I think I have it working now. The bottom query identifies the requestid for the “firsthtml.” I then join it to another query for all files with the same pageid (meaning the same website), but with a requestid smaller than the firsthtml file. I further limit to non HTTP 200 responses (this is ~95% 301 and 302 redirects).
select allreq.pageid, requestid, status
from httparchive:summary_requests.2018_10_15_mobile allreq
join(
//gets firsthtml for pageid
select pageid, requestid as htmlreq, firsthtml
from httparchive:summary_requests.2018_10_15_mobile
where firsthtml=true
) firsthtmlreq
on (allreq.pageid= firsthtmlreq.pageid)
where allreq.requestid < htmlreq and allreq.status !=200
order by allreq.pageid desc, requestid asc
By counting them all, and joining to the url of the page from the summary_pages table, the final query looks like this:
select allreq.pageid, count(allreq.pageid) cnt, pages.url
from(
select allreq.pageid, requestid, status
from httparchive:summary_requests.2018_10_15_mobile allreq
join(
//gets firsthtml for pageid
select pageid, requestid as htmlreq, firsthtml
from httparchive:summary_requests.2018_10_15_mobile
where firsthtml=true
) firsthtmlreq
on (allreq.pageid= firsthtmlreq.pageid)
where allreq.requestid < htmlreq and allreq.status !=200
order by allreq.pageid desc, requestid asc
) redirects
join
(select url, pageid
from httparchive:summary_pages.2018_10_15_mobile) pages
on(pages.pageid = redirects.pageid)
//where allreq.pageid=35053890
group by allreq.pageid, status, pages.url
order by cnt desc
There are a few false positives, but a number of interesting trends that we can quickly find in the results.
And the Winner is:
The “winner” (Its really hard to call a website with a lot of redirects a winner) has 13 redirects before successfully requesting HTML It actually fails when re-run in WebPageTest with the error “Too Many redirects”
But what is the site actually doing? Let’s take a look in devTools:
- https://www.site.com redirects to https://www.site.com/en-US, as the site is not originally in English.
- The www English site sees that I am testing on a mobile device, so redirects me to http://m.site.com
- Now here, they are doing something correctly. They are using
“Upgrade-Insecure-Requests:1” to enforce HTTPS on all pages.
- However, you’ll notice that they redirected to an http:// site.
- Now here, they are doing something correctly. They are using
- http://m.site.com redirects to https://m.site.com, because of the directive to enforce HTTPS.
- Now, the https, m dot site recognizes that the browser is set to english, so we redirect to https://m.site.com/en-US
- We now enter a loop of sorts and the english site redirects to http://m.site.com (and we repeat steps 2-5 several times) before the page fully loads.

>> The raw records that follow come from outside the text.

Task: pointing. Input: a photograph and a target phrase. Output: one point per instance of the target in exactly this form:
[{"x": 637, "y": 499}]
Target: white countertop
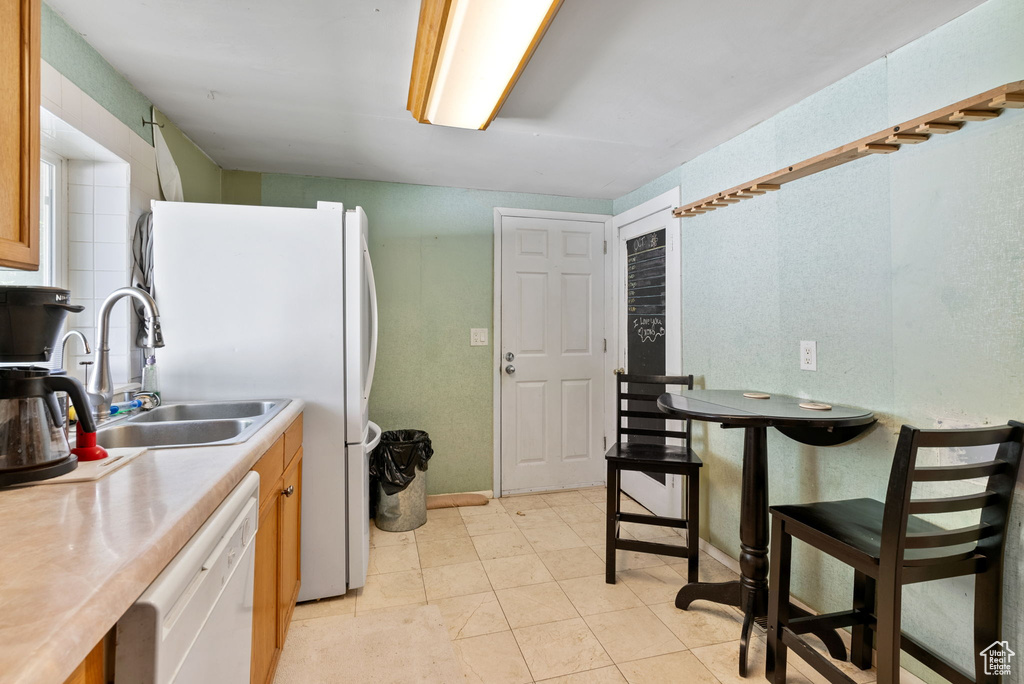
[{"x": 74, "y": 557}]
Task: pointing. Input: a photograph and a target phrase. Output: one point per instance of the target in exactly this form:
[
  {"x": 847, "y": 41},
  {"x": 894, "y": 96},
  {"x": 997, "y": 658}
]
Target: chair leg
[
  {"x": 692, "y": 526},
  {"x": 888, "y": 611},
  {"x": 778, "y": 601},
  {"x": 987, "y": 618},
  {"x": 863, "y": 599},
  {"x": 611, "y": 515}
]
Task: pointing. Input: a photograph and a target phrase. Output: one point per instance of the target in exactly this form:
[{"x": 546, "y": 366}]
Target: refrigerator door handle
[
  {"x": 372, "y": 444},
  {"x": 373, "y": 318}
]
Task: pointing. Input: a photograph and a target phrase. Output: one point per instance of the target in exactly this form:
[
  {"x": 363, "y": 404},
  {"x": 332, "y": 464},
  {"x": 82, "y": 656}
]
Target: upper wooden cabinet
[{"x": 19, "y": 67}]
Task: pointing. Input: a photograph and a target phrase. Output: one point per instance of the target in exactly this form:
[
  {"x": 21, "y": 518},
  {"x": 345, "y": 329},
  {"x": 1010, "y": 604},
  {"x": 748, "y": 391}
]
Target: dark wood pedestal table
[{"x": 808, "y": 426}]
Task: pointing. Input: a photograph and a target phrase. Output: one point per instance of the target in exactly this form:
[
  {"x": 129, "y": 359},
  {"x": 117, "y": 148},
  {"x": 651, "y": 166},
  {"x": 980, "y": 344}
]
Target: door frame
[
  {"x": 501, "y": 212},
  {"x": 665, "y": 202}
]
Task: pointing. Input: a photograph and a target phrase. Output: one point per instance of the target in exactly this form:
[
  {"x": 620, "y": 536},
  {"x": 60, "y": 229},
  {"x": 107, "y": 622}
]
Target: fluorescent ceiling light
[{"x": 469, "y": 54}]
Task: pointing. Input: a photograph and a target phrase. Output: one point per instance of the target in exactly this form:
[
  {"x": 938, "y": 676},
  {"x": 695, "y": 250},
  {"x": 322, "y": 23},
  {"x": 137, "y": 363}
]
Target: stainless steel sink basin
[
  {"x": 194, "y": 424},
  {"x": 205, "y": 411},
  {"x": 187, "y": 433}
]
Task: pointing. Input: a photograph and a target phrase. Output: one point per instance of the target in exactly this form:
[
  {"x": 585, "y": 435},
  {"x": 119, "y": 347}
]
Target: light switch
[{"x": 808, "y": 355}]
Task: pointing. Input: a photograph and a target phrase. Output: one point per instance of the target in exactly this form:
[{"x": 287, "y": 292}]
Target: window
[{"x": 51, "y": 267}]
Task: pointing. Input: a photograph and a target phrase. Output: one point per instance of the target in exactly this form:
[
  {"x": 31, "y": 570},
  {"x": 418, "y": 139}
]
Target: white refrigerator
[{"x": 267, "y": 302}]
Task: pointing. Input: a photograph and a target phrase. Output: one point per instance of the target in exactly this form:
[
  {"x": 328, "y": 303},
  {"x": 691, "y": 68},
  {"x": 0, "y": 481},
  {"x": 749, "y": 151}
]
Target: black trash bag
[{"x": 395, "y": 459}]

On an emulated 3G connection, we see that the redirects add about 10.5 seconds to the time to First byte.
Trends in the Data
Logout Before Login
There are a lot of Login pages on the internet. Many of the pages with a lot of redirects are sites that what to ensure you are completely logged off every domain before logging you in. The waterfalls look like this:
The page circulates through all the domains you might be logged into, and logs you out. In the above screenshot, we see requests to subdomains portal, talent, and onboarding – all are logged out, and then you can commence logging in. This appears too the the major method used for many e-commerce and e-mail login systems (as there are many in the results). Sometimes these requests are cached on subsequent visits, but many have the same number of redirects on subsequent visits.
Journals
All of the Elsevier Health Journals use the same initial load setup. As above, the sites are looking to see if the site is logged in properly. Then, several cookies are added serially (each with its own 302 redirect). As a result, all of these journals have 7 redirects on initial load:
Finally, one of the top offenders in the data is CVS.com. In testing with WebPageTest, I initially saw no redirects (and sometimes the HTTP Archive catches a site in a funny state that no longer exists). But testing in my own browser (in the EU) the site did fail. It turns out that the redirect to http://www.cvs.com/international.html begins an infinite looping that quickly fails in Chrome:
Conclusion
Using multiple redirects on page load increases the time to first byte, and can seriously effect the load time of your website (especially on mobile!). Working to optimize login procedures (minimizing the number of logouts before logging in), can speed up the content appearing on the page.
Finally, test every version of your website. If you redirect to an English version, or an international version – they may not be your main target audience, but since you built the page, you should ensure that it loads without an infinite number of redirects.